Гарий, ворча и ругаясь, добрёл до рубахи, вынужден был окунуться ещё раз, чтобы достать. Потащился к берегу. Мона помогла ему выбраться.
— Тебе надо переодеться, — тихо сказала.
— Надо, — не стал спорить мальчишка, но сел на берегу. С него бежало аж ручьями, но он как будто не замечал холода.
Девочка шёпотом позвала его по имени. Гарий посмотрел на неё — бледное лицо, тревожно блестящие глаза. Сквозь безразличие пробилась мысль — да, кажется, это называется испуг. Она боится. Его? Надо её успокоить… Гарий неуверенно шевельнул губами, вспоминая, как надо улыбаться.
— Пошли. Ты простынешь, — Мона настойчиво потянула за руку — его запястье было ледяным.
У Гария почти получилось улыбнуться. Простуда — это было что-то из прошлой жизни. Возможность схватить насморк, сидя в мокрой одежде на сырой траве, представлялась ему совершеннейшей ерундой.
Мона решительно вздёрнула его на ноги. Гарий понял, что покоя ему не будет, и поплёлся следом.

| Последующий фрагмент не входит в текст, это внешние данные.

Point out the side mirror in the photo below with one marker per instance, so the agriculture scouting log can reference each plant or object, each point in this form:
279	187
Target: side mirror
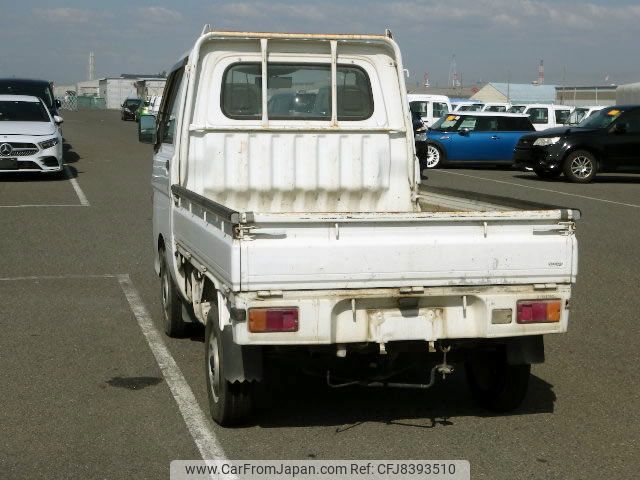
147	129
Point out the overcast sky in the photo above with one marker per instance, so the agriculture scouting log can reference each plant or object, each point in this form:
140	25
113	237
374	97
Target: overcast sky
492	39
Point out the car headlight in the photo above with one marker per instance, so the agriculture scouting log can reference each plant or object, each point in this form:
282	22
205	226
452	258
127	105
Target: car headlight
542	142
48	143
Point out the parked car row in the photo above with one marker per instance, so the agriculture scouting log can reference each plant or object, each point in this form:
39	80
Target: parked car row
607	140
133	107
30	136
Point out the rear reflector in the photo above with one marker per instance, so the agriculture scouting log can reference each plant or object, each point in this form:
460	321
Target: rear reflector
273	320
539	311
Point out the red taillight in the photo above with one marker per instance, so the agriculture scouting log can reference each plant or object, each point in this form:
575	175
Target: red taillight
539	311
273	320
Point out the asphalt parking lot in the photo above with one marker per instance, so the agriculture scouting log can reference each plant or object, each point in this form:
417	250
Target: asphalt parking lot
91	390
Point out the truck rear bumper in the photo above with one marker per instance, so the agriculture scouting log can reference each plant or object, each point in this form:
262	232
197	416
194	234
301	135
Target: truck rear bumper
389	315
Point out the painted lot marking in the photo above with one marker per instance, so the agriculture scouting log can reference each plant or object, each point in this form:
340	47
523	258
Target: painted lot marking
197	422
586	197
76	188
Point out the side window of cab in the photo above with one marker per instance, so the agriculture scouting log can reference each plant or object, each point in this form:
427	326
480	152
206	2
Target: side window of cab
169	108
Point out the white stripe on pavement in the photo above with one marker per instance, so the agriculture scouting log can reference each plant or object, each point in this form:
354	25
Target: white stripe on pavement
55	277
586	197
197	422
76	186
36	205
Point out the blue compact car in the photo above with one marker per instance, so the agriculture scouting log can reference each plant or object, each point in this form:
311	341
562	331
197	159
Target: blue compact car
473	138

Фургон, в котором жили Алек с братом, был опрокинут набок. Мона прикинула, сможет ли поставить его на колёса. Пожалуй, вот только наверняка повредила бы эти самые колёса. Пробравшись в опрокинутый фургон, она подхватила первые попавшиеся вещи и вынесла наружу, вытряхнула Гария из мокрой одежды и заставила переодеться. Напоследок накинула ему на плечи чёрно-красный плащ войя. Может быть, она слишком устала, но в этом ей почудилось какое-то недоброе предзнаменование.

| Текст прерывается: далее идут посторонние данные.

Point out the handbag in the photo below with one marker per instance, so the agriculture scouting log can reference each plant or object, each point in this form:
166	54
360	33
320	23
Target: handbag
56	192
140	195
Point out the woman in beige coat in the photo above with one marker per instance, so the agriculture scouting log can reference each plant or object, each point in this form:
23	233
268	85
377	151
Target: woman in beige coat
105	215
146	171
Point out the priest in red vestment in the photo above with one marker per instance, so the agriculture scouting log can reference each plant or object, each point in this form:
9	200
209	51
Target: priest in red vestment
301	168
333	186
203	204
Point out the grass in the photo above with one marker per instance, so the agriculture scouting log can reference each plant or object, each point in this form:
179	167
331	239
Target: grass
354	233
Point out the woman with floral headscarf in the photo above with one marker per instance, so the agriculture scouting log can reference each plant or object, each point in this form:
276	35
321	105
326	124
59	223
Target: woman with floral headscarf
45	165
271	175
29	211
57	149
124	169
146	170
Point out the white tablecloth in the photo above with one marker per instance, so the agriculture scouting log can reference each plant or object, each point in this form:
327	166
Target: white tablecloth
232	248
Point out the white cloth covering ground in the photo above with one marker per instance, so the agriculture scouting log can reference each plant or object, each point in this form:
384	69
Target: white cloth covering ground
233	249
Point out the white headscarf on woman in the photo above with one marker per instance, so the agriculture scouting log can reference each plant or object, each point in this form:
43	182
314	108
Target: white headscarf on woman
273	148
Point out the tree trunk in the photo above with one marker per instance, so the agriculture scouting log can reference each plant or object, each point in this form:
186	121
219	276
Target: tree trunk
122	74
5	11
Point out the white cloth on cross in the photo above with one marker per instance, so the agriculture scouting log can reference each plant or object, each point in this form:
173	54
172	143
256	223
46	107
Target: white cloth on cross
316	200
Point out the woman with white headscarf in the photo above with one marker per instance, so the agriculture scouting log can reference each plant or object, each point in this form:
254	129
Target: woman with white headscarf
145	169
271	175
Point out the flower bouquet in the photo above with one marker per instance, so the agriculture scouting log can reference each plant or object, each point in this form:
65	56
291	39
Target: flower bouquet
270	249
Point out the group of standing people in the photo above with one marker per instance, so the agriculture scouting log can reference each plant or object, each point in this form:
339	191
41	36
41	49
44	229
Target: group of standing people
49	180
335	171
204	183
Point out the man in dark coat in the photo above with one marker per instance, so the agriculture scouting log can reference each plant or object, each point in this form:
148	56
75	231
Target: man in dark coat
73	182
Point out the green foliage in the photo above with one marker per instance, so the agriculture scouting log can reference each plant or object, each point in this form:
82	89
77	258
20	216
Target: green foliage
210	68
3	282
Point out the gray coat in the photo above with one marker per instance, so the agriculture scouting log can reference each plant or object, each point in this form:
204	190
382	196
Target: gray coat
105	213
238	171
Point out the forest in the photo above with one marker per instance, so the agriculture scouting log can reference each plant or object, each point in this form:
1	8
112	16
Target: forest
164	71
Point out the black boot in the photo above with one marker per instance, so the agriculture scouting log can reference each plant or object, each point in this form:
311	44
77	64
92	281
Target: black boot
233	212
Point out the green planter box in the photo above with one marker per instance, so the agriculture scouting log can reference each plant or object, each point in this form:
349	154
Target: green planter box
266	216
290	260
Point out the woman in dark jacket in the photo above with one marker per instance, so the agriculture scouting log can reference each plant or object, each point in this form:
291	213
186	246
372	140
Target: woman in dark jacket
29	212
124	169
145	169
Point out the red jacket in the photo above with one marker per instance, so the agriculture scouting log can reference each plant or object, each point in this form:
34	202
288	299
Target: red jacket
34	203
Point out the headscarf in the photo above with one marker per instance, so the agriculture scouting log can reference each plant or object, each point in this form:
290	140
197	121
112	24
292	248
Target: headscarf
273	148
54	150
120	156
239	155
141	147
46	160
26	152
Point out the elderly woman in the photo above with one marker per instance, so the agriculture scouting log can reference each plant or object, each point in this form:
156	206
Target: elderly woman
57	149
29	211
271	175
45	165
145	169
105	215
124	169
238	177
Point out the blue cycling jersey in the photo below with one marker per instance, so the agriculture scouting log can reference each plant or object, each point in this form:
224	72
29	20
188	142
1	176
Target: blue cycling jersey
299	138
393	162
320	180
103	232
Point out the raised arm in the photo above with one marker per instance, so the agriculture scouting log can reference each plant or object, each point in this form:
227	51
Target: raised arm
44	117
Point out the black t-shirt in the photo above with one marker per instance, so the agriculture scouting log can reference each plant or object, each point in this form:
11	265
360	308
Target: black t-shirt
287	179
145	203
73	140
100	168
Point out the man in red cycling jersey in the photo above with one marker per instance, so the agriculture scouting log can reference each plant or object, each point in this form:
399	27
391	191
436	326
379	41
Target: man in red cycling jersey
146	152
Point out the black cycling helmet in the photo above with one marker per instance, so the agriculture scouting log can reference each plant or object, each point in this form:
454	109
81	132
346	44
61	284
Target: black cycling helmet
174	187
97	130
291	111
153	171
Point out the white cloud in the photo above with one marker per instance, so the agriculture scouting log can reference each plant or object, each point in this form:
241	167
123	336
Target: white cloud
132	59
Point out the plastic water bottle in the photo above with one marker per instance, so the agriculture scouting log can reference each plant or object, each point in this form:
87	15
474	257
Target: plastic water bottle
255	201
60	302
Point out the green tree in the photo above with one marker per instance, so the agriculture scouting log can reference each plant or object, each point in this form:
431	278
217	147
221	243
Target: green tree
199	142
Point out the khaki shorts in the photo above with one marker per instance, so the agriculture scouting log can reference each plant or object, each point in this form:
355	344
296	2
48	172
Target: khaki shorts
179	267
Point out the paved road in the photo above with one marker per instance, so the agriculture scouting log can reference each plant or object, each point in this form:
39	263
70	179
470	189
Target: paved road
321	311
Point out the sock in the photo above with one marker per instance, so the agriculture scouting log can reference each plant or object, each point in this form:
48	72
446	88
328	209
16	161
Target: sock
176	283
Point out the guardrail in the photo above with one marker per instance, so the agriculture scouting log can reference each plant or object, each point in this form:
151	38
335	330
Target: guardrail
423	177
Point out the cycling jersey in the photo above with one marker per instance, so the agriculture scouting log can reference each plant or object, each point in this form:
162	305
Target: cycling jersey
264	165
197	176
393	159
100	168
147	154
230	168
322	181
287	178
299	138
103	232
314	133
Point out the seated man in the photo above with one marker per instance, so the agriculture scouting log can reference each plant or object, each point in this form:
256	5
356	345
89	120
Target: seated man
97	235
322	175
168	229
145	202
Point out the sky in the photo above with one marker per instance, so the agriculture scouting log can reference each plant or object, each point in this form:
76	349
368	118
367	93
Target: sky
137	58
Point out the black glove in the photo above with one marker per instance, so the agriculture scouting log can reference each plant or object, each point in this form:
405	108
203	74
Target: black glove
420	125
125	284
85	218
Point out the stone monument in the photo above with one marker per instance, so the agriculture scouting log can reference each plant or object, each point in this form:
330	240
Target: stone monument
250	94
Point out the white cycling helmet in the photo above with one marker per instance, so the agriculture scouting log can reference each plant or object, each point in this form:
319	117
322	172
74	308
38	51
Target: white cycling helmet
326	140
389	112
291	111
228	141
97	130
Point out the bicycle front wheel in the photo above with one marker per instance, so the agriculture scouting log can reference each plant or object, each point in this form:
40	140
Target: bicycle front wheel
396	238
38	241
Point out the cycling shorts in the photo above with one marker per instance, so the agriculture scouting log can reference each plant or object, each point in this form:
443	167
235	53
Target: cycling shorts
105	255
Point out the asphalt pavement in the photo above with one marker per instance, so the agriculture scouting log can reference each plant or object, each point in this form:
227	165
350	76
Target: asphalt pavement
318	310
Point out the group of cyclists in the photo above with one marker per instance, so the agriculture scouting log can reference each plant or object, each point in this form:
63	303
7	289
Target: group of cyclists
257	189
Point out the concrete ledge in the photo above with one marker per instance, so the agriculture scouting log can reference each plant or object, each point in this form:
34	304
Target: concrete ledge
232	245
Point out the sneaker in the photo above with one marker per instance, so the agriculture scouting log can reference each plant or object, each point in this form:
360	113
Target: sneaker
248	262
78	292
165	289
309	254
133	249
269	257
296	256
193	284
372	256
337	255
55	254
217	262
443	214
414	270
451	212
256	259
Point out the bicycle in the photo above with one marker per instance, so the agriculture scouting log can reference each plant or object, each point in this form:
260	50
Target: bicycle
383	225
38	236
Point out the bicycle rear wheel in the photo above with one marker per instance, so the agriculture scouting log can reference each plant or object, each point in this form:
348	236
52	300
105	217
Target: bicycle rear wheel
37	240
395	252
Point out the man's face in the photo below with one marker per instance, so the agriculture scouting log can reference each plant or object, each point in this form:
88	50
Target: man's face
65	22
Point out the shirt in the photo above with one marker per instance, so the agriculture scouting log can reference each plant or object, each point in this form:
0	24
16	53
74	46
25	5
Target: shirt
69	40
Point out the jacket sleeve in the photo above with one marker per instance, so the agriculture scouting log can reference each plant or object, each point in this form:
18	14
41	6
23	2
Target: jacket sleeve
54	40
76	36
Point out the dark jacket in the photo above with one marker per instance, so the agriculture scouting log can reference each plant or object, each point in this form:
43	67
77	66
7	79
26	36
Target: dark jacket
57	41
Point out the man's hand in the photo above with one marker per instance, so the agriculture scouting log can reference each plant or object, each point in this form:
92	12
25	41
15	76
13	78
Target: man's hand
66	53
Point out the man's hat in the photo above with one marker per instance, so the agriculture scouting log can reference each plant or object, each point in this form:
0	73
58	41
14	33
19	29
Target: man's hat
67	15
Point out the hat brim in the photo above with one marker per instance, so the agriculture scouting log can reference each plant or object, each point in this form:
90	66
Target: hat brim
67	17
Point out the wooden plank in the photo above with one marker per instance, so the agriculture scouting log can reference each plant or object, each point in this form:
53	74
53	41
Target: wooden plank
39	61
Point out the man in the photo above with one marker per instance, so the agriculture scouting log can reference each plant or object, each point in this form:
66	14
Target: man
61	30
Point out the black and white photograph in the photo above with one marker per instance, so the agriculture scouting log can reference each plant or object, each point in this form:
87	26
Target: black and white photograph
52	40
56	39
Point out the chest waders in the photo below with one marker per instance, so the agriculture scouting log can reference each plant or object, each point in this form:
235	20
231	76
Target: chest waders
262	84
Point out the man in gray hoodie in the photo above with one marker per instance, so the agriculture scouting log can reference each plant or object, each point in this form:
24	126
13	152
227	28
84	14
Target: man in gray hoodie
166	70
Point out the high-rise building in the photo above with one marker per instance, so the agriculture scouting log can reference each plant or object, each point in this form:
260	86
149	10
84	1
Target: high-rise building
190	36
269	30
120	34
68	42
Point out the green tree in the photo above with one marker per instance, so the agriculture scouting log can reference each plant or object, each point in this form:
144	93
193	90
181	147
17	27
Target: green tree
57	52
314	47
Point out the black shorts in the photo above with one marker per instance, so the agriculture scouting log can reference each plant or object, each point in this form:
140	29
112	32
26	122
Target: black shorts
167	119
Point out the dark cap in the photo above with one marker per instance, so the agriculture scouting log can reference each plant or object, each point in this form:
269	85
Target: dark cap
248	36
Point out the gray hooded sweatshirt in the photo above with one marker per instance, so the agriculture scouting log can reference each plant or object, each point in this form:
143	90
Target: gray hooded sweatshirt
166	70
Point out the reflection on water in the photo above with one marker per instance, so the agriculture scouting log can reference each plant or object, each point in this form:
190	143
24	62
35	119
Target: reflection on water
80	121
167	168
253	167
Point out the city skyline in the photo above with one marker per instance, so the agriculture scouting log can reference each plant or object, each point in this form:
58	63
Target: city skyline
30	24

Гарий немного воспрянул. Он проводил девочку к её фургону и даже попытался помочь залезть внутрь. Проигнорировав его руку, Мона закинула себя в дверной проём.
В "доме" никого не было. Она оглянулась, Гарий топтался снаружи.

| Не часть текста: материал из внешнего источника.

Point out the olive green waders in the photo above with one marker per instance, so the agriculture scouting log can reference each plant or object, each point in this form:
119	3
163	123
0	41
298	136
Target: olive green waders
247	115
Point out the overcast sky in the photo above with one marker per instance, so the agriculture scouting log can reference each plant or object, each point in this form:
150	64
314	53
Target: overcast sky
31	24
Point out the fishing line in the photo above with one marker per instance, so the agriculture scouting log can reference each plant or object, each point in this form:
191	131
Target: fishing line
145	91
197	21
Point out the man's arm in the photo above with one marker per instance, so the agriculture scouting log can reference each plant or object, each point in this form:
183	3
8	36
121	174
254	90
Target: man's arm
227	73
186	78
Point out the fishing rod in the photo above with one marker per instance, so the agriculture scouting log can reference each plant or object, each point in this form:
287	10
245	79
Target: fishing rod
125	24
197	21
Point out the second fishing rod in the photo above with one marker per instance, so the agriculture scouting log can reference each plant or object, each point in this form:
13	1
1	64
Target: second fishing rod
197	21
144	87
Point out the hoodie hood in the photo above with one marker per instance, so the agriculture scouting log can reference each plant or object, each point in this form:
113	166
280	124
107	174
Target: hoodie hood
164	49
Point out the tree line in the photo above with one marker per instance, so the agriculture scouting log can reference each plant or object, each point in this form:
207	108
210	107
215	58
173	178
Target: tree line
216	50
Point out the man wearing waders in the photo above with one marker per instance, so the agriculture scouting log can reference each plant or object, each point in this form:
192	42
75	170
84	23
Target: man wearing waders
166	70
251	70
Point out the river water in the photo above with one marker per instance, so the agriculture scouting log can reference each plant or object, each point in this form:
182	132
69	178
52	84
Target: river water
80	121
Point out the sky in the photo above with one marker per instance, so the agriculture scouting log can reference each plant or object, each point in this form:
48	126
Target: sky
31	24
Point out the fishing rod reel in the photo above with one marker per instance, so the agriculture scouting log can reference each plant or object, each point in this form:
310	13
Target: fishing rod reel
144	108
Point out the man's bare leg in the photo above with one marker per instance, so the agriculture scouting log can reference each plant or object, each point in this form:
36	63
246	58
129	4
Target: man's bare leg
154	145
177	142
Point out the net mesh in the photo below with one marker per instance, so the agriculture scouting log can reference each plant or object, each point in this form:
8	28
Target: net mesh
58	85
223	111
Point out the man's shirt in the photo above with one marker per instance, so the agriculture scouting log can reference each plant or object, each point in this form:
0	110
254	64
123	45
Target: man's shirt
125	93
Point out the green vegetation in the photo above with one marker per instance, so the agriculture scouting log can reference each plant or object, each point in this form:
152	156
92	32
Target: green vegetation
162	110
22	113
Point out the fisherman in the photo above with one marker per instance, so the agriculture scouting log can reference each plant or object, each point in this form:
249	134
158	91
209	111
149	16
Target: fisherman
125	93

— Поднимись тоже, — тихо попросила Мона. Если кому и нужна была помощь, то это ему — мальчишка едва не промахнулся мимо двери. Мона затащила его внутрь и задумалась — зачем?..
В маленькие окошки брезжил тусклый рассвет. В фургоне царил разгром и хаос. Мона, споткнувшись о выброшенные матерью на пол тряпки, добралась к своей кровати, села и какое-то время бессмысленно смотрела на Гария. Тот подпёр плечом косяк и так же пусто таращился на неё, держа руку у рукояти даги. Мона поняла, что и сама то и дело бессознательно касается громобоя. А ещё ей хотелось сказать мальчишке, что стоять так в дверном проёме не слишком разумно.
Подумав то же — или подслушав её мысли, он шагнул внутрь. Мона заставила себя встать, собрала тряпки и сунула в сундук. Прошлась по фургону, ставя вещи на место, убрала рассыпанное, разложила тряпки по сундукам. В этих действиях было что-то успокаивающее, она создавала порядок из хаоса, и смута в душе утишалась. Или так на неё действовало молчаливое присутствие Гария.
Она подняла голову, мальчишка смотрел странным взглядом.
— Что?.. — смутилась она.
— Нет, ничего, — он как будто очнулся, повертелся неловко, глянул наружу. — Я, наверное…
Мона запаниковала, поняв, что он сейчас уйдёт.
— Подожди… ведь твой фургон всё равно… оставайся пока здесь…
Гарий, недоумённо хмурясь, выслушал её лепетание. Мона прикусила губу.
— Посиди со мной. Мне страшно, — почему-то совершенно невозможные слова произнеслись очень легко. Раньше она нипочём не смогла бы сказать такого.
— Мне тоже, — признался Гарий и виновато улыбнулся.
Мона вернулась к своей кровати и села. Гарий потоптался рядом и осторожно устроился на полу, на каких-то ещё не убранных тряпках.
— Я нипочём не усну, — сказала девочка.
— Тогда просто полежи с закрытыми глазами.
— Ты только не уходи.
— Я буду здесь.
— Вот уж не думал, что первый убитый этим мечом окажется моим сородичем, — Алек мягкой тряпочкой полировал меч.
— Уверен? — спросил Норик. Молодой вой кивнул, не поднимая от оружия безучастного взгляда.
— Одежда характерная. Меток нет, спороты… но по следам можно определить, что именно было спорото. Да, и про следы — отпечатки мокасин тоже наши. И пленники — половина изгои, не знающие рода, но остальные радоничи, из дальних деревень…
Сталь уже блестела тускло, а он всё продолжал водить тряпочкой.
— Плохо, — выдохнул маленький охотник.